System Settings Configurations

New Contributor II

Hello All. Had a question on system settings that I wanted to see if anyone else had any recommendations on. When we deploy or repurpose machines there are many default settings we usually deploy the machine with. We can accomplish  all of the settings we want to hand the machines off with config profiles or policy. However many of these settings we want the user to be able to change if they choose to after we hand of the machine. If we use a config profile for a setting it locks the setting from the user changing it. I know that is the point, however we have a lot of users that do development and testing and they need to have access to change some of the settings. I know they may be a little off topic but I just wanted to see if anyone had run into this or may have some suggestions. Any info is greatly appreciated.


Legendary Contributor III

Settings applied with a script instead of a profile would typically not be immutable, so an end user can presumably change them, keeping in mind that admin level access might be a requirement to change them in some cases.

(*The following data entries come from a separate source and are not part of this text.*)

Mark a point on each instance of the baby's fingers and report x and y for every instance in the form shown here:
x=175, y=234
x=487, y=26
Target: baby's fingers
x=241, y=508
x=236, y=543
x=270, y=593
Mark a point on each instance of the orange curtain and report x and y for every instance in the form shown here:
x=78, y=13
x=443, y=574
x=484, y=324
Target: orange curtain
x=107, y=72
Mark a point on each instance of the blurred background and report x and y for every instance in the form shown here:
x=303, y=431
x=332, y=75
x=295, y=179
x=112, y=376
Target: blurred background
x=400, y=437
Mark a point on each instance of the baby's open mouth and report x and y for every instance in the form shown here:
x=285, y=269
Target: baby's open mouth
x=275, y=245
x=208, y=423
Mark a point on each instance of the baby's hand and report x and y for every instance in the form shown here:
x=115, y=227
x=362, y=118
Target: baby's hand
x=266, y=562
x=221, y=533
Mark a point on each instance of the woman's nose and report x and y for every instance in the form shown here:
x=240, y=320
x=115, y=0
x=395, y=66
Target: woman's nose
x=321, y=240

There used to be a way to apply a profile as a "once only" kind of setting, but it was a hack, since profiles don't normally support that type of application.

Esteemed Contributor II

@JalteredM My approach for settings I want to force initially but allow users to modify is deploy a Configuration Profile with the default settings to all machines and use a Smart Group as a Scope Exclusion. That Smart Group is composed of Macs that have a hidden flag file present that indicates the user wants to remove the enforced setting. There is a Policy available in Self Service for each removable profile that doesn't already have the flag file which will create the flag file when it's run. An Extension Attribute is used to detect the presence of the flag file, and the value of that EA is the basis of membership in the Smart Group used for the Scope Exclusion.

As an example of usage I deploy a Set Desktop Configuration Profile that sets the default Desktop image and a Smart Group named DesktopUnlock is a Scope Exclusion for it. In Self Service a user will see an Unlock Desktop item. Running it will create a flag file named UnlockDesktop. There is an EA that looks to see if that file exists, and when it does that Mac becomes a member of the DesktopUnlock Smart Group which excludes it from the Set Desktop Configuration Profile. When that profile is removed the user is then able to change their Desktop image.